Lot Fourteen, the North Terrace innovation precinct that hosts the Australian Space Agency headquarters and dozens of defence and tech tenants, presents a concentrated version of the broader challenge. Multiple organisations sharing overlapping project documentation — and, in some cases, overlapping photography of the same physical spaces — creates conditions where a single image can exist in four or five slightly different versions across separate databases. Each version may carry different metadata, a different filename, or a different rights status.

The Adelaide City Council's digital records system, like those of most large local governments, has grappled with this since its digitisation push began in earnest around 2019. A 2023 audit framework published by the Australian National Audit Office — though focused on federal agencies — found that image duplication rates in large institutional repositories commonly run between 12 and 22 percent of total stored assets. Applying even the lower end of that range to an organisation managing 50,000 image assets means roughly 6,000 files that are consuming storage, confusing search results and occasionally being published in error.

The replacement workflow — identifying a duplicate, locating the canonical version, updating every document or webpage where the wrong image appeared, and logging the correction — takes an average of 2.3 staff hours per incident according to workflow analysis published by the Records and Information Management Professionals Australasia body in its 2024 benchmarking report.
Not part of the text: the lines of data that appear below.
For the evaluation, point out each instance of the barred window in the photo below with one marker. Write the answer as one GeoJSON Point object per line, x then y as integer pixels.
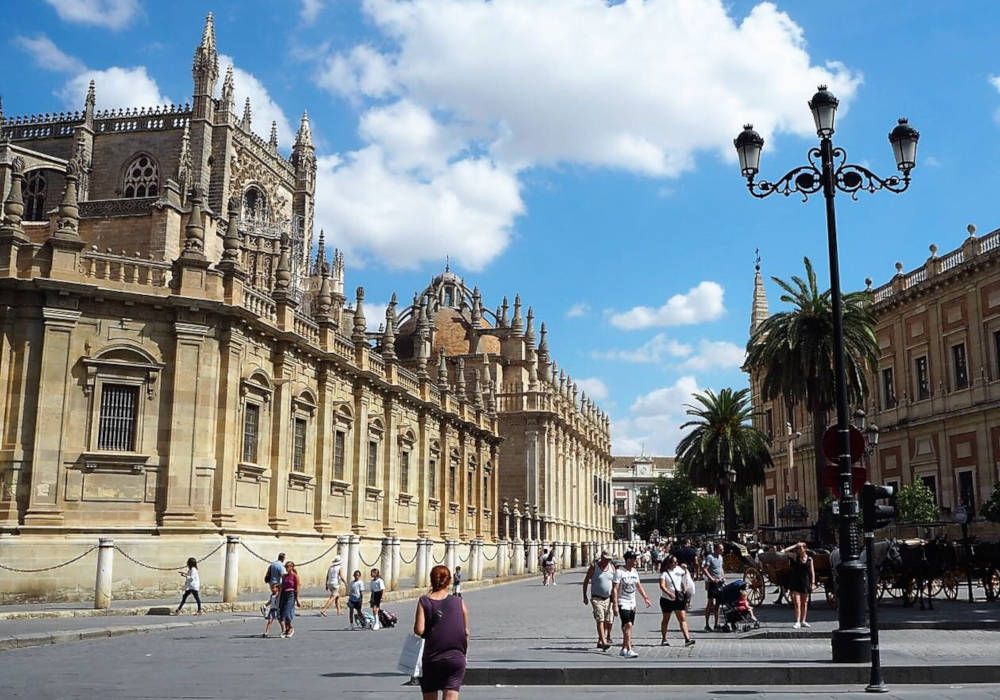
{"type": "Point", "coordinates": [299, 454]}
{"type": "Point", "coordinates": [404, 471]}
{"type": "Point", "coordinates": [339, 442]}
{"type": "Point", "coordinates": [142, 178]}
{"type": "Point", "coordinates": [116, 426]}
{"type": "Point", "coordinates": [373, 464]}
{"type": "Point", "coordinates": [251, 427]}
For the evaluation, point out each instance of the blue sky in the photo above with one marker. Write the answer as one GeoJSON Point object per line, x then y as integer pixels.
{"type": "Point", "coordinates": [577, 152]}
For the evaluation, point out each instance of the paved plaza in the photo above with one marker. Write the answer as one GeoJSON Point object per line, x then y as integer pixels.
{"type": "Point", "coordinates": [519, 629]}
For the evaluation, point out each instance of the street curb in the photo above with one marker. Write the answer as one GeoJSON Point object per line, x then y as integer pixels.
{"type": "Point", "coordinates": [240, 606]}
{"type": "Point", "coordinates": [25, 641]}
{"type": "Point", "coordinates": [729, 675]}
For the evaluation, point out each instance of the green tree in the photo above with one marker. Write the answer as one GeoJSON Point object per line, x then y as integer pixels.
{"type": "Point", "coordinates": [915, 504]}
{"type": "Point", "coordinates": [792, 353]}
{"type": "Point", "coordinates": [721, 437]}
{"type": "Point", "coordinates": [679, 508]}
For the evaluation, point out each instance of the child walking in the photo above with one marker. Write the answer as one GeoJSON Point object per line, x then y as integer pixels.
{"type": "Point", "coordinates": [191, 585]}
{"type": "Point", "coordinates": [354, 599]}
{"type": "Point", "coordinates": [272, 607]}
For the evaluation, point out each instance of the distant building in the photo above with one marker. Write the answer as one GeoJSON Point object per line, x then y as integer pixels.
{"type": "Point", "coordinates": [630, 478]}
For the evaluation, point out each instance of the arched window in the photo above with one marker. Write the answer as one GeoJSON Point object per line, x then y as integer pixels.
{"type": "Point", "coordinates": [142, 178]}
{"type": "Point", "coordinates": [34, 195]}
{"type": "Point", "coordinates": [254, 202]}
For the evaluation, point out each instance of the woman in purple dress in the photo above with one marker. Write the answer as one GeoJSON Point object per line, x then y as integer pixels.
{"type": "Point", "coordinates": [443, 621]}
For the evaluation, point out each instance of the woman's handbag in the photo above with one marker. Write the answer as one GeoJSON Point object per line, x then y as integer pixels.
{"type": "Point", "coordinates": [411, 657]}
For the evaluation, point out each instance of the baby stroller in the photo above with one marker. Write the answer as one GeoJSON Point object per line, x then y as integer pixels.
{"type": "Point", "coordinates": [729, 599]}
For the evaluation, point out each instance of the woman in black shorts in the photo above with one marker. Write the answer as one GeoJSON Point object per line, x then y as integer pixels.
{"type": "Point", "coordinates": [676, 589]}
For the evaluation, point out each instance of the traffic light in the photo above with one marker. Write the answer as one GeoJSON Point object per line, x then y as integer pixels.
{"type": "Point", "coordinates": [873, 515]}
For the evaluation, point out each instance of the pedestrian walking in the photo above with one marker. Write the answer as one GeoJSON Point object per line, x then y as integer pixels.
{"type": "Point", "coordinates": [443, 622]}
{"type": "Point", "coordinates": [715, 578]}
{"type": "Point", "coordinates": [626, 584]}
{"type": "Point", "coordinates": [375, 600]}
{"type": "Point", "coordinates": [192, 584]}
{"type": "Point", "coordinates": [289, 599]}
{"type": "Point", "coordinates": [334, 577]}
{"type": "Point", "coordinates": [272, 609]}
{"type": "Point", "coordinates": [801, 581]}
{"type": "Point", "coordinates": [275, 570]}
{"type": "Point", "coordinates": [676, 591]}
{"type": "Point", "coordinates": [598, 582]}
{"type": "Point", "coordinates": [354, 600]}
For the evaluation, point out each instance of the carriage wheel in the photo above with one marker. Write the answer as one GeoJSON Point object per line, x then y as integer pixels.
{"type": "Point", "coordinates": [755, 583]}
{"type": "Point", "coordinates": [831, 594]}
{"type": "Point", "coordinates": [991, 582]}
{"type": "Point", "coordinates": [949, 584]}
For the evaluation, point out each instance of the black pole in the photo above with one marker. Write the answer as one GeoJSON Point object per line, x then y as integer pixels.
{"type": "Point", "coordinates": [851, 641]}
{"type": "Point", "coordinates": [875, 682]}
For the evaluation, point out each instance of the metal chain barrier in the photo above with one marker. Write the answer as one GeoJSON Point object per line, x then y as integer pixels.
{"type": "Point", "coordinates": [163, 568]}
{"type": "Point", "coordinates": [48, 568]}
{"type": "Point", "coordinates": [315, 559]}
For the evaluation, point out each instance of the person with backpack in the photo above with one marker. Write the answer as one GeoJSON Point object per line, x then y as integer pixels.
{"type": "Point", "coordinates": [192, 583]}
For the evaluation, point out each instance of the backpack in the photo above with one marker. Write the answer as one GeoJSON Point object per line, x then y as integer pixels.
{"type": "Point", "coordinates": [387, 618]}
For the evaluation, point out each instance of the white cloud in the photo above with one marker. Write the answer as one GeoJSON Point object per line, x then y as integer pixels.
{"type": "Point", "coordinates": [114, 87]}
{"type": "Point", "coordinates": [715, 354]}
{"type": "Point", "coordinates": [702, 303]}
{"type": "Point", "coordinates": [653, 351]}
{"type": "Point", "coordinates": [113, 14]}
{"type": "Point", "coordinates": [310, 10]}
{"type": "Point", "coordinates": [262, 107]}
{"type": "Point", "coordinates": [49, 56]}
{"type": "Point", "coordinates": [654, 420]}
{"type": "Point", "coordinates": [594, 387]}
{"type": "Point", "coordinates": [487, 89]}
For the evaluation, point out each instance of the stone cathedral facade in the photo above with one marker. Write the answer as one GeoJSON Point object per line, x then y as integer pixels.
{"type": "Point", "coordinates": [179, 362]}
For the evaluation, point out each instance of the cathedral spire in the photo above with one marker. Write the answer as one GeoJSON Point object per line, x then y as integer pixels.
{"type": "Point", "coordinates": [759, 312]}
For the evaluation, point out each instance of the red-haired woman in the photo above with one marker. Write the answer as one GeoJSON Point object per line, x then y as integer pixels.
{"type": "Point", "coordinates": [443, 621]}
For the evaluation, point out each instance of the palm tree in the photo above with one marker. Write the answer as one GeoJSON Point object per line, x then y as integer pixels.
{"type": "Point", "coordinates": [793, 352]}
{"type": "Point", "coordinates": [723, 438]}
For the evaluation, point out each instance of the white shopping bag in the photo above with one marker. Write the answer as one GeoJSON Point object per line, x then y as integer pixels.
{"type": "Point", "coordinates": [411, 657]}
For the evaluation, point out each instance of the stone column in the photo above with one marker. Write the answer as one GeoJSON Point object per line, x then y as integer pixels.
{"type": "Point", "coordinates": [105, 566]}
{"type": "Point", "coordinates": [353, 556]}
{"type": "Point", "coordinates": [396, 564]}
{"type": "Point", "coordinates": [231, 580]}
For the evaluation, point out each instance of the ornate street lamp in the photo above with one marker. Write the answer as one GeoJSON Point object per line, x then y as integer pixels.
{"type": "Point", "coordinates": [829, 171]}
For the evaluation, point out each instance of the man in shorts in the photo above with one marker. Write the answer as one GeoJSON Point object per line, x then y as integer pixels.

At the SA public sector administrative wage of approximately $42 per hour, each corrected duplicate costs the organisation roughly $97 in labour alone, before factoring in any reputational or compliance consequences.

What Organisations Are Doing About It

The practical response across Adelaide's institutional sector has moved in two directions. Larger organisations — among them defence primes with Osborne Naval Shipyard contracts and universities including the University of South Australia's Mawson Lakes campus — have begun investing in automated deduplication software that can scan repositories and flag near-identical images using perceptual hashing algorithms. Smaller councils and nonprofits are mostly still relying on manual audits, typically scheduled annually.

The hydrogen jobs plan, which the Malinauskas government is rolling out with a flagship electrolyser facility slated for Whyalla, adds another layer of complexity. Construction and environmental impact documentation for projects of that scale generates thousands of site images over a multi-year build period. Without a naming and tagging convention enforced at the point of capture, those repositories tend to accumulate duplicates rapidly — often reaching duplication rates above 30 percent within 18 months, according to the 2024 RIMPA benchmarks.

For organisations that have not yet conducted a formal audit, the practical starting point recommended by digital records professionals is a baseline inventory run against storage systems before the end of the 2025-26 financial year — the window for which is closing now, on July 4, 2026. Establishing a single source-of-truth image repository, with enforced metadata standards at upload, is the intervention that consistently delivers the largest reduction in future duplication rates. The cost of getting it wrong, the data shows, compounds with every month of delay.